Well, I heard from Retro Support that Instant Scan will be going away. And as some have said on this thread, there is a new client coming that will fix the issue, not waiting for Apple to do anything further. At least that's the gist of my understanding from the conversation I had with support. Since then, I did work around the exclusions for now and have my client running w/o the exceptions, on Mojave. But no Instant Scan. They say that the speed issues have been worked around and will be completed without the need for Instant Scan functionality, which I never really liked anyway (CPU hog, among other issues). 

Henry

So now Retrospect Technical Support is admitting that Instant Scan is going away on Retrospect Mac 15. 

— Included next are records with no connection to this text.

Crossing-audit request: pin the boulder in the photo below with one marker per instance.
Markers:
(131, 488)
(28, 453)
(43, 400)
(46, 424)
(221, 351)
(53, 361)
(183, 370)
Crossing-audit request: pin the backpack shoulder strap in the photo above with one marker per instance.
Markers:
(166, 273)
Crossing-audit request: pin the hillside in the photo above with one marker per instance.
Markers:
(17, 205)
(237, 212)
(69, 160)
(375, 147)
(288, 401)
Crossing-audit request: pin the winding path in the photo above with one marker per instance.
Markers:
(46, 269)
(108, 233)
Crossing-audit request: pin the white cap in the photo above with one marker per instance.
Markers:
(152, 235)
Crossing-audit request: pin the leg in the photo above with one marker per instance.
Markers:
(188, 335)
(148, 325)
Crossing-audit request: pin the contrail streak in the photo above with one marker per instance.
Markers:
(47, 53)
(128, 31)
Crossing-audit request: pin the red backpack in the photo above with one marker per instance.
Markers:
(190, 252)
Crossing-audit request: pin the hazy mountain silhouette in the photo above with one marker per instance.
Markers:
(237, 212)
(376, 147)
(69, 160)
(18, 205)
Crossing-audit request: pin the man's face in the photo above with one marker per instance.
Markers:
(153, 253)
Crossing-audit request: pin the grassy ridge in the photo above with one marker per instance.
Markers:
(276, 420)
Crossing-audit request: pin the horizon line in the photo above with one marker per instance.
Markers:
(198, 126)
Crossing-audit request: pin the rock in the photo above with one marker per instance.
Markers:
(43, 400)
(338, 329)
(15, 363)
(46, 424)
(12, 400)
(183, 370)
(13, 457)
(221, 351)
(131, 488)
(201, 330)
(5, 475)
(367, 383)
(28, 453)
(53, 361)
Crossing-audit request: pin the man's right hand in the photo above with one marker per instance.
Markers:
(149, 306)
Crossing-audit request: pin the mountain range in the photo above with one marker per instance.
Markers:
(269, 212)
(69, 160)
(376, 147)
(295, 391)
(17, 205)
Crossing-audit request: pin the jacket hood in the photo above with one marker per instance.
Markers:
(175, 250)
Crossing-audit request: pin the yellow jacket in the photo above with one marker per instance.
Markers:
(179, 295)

One problem is that Instant Scan for APFS doesn't work, which is apparently a backup-app-industry-wide problem—not just for Retrospect.

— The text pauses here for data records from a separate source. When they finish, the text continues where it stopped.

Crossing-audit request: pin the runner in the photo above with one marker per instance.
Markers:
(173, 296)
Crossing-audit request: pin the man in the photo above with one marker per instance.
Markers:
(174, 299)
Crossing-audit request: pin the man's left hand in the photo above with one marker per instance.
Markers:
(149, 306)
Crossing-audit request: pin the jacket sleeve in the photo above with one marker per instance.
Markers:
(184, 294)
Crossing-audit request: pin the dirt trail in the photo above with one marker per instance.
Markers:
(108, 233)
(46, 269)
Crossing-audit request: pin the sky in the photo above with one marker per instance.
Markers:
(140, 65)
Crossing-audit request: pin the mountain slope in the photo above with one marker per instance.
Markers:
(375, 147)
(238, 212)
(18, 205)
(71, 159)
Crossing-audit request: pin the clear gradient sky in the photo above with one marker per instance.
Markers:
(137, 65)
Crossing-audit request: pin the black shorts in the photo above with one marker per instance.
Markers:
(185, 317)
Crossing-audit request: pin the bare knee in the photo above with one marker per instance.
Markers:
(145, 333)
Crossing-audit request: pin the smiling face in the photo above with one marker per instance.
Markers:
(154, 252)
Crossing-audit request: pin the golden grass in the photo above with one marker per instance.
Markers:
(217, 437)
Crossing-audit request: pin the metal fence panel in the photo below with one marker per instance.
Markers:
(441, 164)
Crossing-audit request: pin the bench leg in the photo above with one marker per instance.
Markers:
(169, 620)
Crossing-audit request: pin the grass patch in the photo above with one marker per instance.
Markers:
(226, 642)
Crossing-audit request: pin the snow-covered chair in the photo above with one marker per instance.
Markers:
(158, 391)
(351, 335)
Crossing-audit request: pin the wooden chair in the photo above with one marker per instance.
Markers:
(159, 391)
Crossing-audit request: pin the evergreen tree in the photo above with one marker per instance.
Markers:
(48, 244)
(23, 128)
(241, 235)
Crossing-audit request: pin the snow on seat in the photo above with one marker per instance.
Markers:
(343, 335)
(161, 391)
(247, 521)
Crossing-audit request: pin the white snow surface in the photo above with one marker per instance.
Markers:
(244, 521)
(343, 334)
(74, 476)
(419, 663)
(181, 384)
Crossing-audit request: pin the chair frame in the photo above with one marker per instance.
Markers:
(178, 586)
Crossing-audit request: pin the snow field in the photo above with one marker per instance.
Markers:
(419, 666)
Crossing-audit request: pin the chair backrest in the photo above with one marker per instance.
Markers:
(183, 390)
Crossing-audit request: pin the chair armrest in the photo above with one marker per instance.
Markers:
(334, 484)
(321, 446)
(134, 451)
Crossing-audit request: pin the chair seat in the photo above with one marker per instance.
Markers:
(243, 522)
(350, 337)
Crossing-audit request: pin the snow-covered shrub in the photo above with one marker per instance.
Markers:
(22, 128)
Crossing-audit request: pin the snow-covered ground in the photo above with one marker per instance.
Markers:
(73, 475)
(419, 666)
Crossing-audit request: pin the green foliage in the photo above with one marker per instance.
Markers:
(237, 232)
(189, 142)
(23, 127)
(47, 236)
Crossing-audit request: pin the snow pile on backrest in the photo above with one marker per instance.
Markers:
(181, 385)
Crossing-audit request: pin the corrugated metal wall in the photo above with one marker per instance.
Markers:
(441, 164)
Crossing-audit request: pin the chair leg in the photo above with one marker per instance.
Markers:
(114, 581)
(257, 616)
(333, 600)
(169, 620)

Another problem is that getting Instant Scan to work seems to be currently impossible if you're booting macOS 10.14, AKA known as Mojave.

But I suspect that what henry-in-florida is quoting RTS as saying is what a Greek named Aesop characterized as "sour grapes".:rolleyes:  Since I instituted Instant Scan 3 years ago, it's been saving me 8 minutes on each daily incremental backup of one drive, and about 40 minutes on each weekly Recycle backup of 3 drives (I'm actually backing up 6 drives on that weekly run, but 3 of them are on a Mac so old that its Client predates the introduction of Instant Scan).  Even if the speed improvements from the introduction of 64-bit API calls double or triple copying rates,  I don't believe the Instant Scan savings described in the previous sentence will become negligible.  And I don't care if Instant Scan hogs CPU time.